Multi-Factor Authentication - Okta Verify
Last modified on June 21, 2024
This feature is currently in closed-access beta. Functionality and documentation may change. Contact StrongDM for more information.
Okta Verify is available as a multi-factor authentication (MFA) option for your StrongDM users. This guide describes how to set up and configure MFA using Okta Verify.
Prerequisites
- StrongDM Administrator account
- Administrator access to your organization’s Okta Admin Console
- Okta Verify installed on a device that you can access and enrolled with your Okta organization
- Your Okta organization should be updated to use Okta Identity Engine. All new Okta accounts since March 1, 2022 use Identity Engine by default.
Set Up Okta Verify
The first part of the setup process takes place in the Okta Admin Console. Log in as an administrator of your Okta organization and perform the following steps.
- Go to Security > API > Tokens.
- Click the Create token button, and then copy the resulting token.

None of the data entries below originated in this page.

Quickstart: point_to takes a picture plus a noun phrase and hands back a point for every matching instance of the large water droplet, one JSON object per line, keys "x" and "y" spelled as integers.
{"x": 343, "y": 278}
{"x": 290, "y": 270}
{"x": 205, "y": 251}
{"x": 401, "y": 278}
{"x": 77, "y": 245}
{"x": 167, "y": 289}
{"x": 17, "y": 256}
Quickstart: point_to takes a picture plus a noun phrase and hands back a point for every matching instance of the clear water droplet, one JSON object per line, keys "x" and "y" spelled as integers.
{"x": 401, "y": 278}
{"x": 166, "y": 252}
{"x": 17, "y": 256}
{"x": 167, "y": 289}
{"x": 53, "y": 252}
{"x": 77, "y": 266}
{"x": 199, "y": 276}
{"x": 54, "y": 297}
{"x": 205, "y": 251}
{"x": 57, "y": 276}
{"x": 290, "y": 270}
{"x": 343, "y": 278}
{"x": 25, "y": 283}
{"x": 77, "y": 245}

- Enable your users’ location context to be used in MFA prompts. The location of a user is based on the public-facing IP address of their client’s authenticated connection to the StrongDM control plane. In order for your organization’s MFA prompts to have the correct location, add the following StrongDM IP addresses to Okta in the Add IP Zone > Trusted proxy IPs section:
52.14.64.15044.240.242.220
Okta Verify setup is now complete. Keep this browser window open in case you need to copy the key when setting up StrongDM in the next section.
Set Up StrongDM
The setup continues in the StrongDM Admin UI.

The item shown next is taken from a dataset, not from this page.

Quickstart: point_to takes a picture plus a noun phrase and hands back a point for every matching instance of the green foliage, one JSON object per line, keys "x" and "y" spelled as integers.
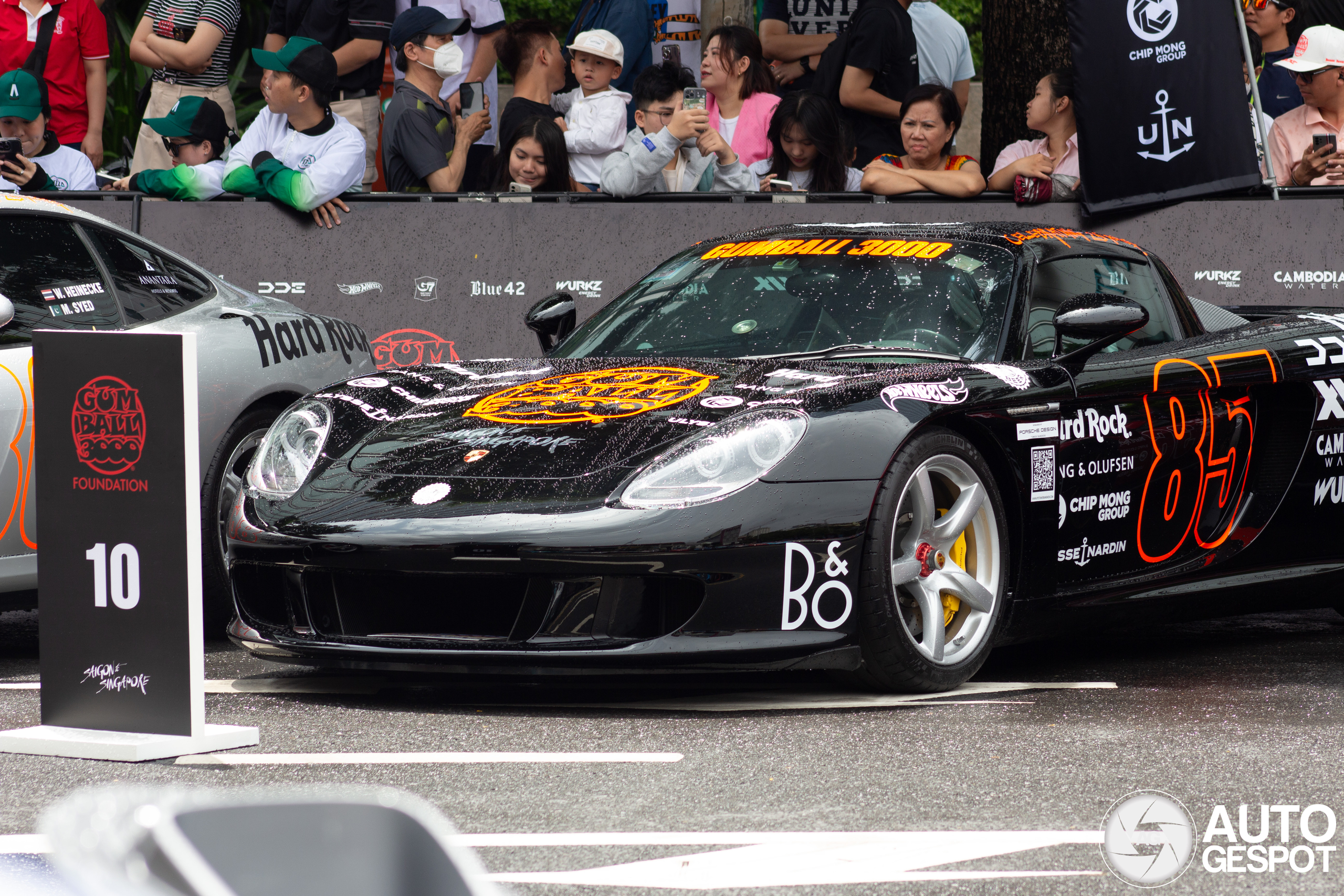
{"x": 968, "y": 14}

Go to Settings, then Security, and scroll down to Multi-factor Authentication.
Click to unlock the fields and allow changes. Then select Okta from the dropdown menu.
Paste the token value that you copied from the Okta Admin Console into the Token field.
Fill your organization’s Okta URL into the Organization URL field. This should be in the format
https://<ORGANIZATION_NAME>.okta.com/.Click Test to test the MFA settings. This requires the email address of your currently logged-in user to be registered as a user in Okta. You can run a test and reject the login using the Okta Verify app, and run it again and approve it this time, if you want to test both outcomes.
Once you are satisfied with your settings, click Save to enable Okta Verify MFA. This displays a warning message that users cannot log in without MFA enrollment going forward.
Ensure that Test MFA works correctly before activating MFA or your admin account may become locked out!
Log in With Okta Verify Enabled
The login process once Okta Verify is enabled includes only one change. After entering the username and password, the login page contains a “Waiting for MFA…” message, which displays until the Okta Verify challenge is accepted on the user’s device. The process of logging in to the desktop app or the CLI with Okta Verify enabled is similarly altered.
Troubleshoot MFA With Okta Verify
You may run into issues authenticating your StrongDM account with Okta Verify MFA enabled. The following topics can help you troubleshoot any errors you receive while logging in.
MFA alongside SSO
When you set up an SSO provider to authenticate with StrongDM and also enable MFA in the Admin UI, MFA prompts during logins do not occur. In this scenario, your configured MFA only plays a role to re-authenticate users when the desktop app locks due to inactivity, not during normal login attempts.
If using SSO, we recommend setting up MFA through your SSO provider to also trigger MFA prompts during user logins.
New device setup or reset
If you get a new mobile device or have to reset your existing device, you may be unable to log in to your applications using Okta Verify on the new device. If this situation occurs, please contact your organization’s Okta administrator to provision your device.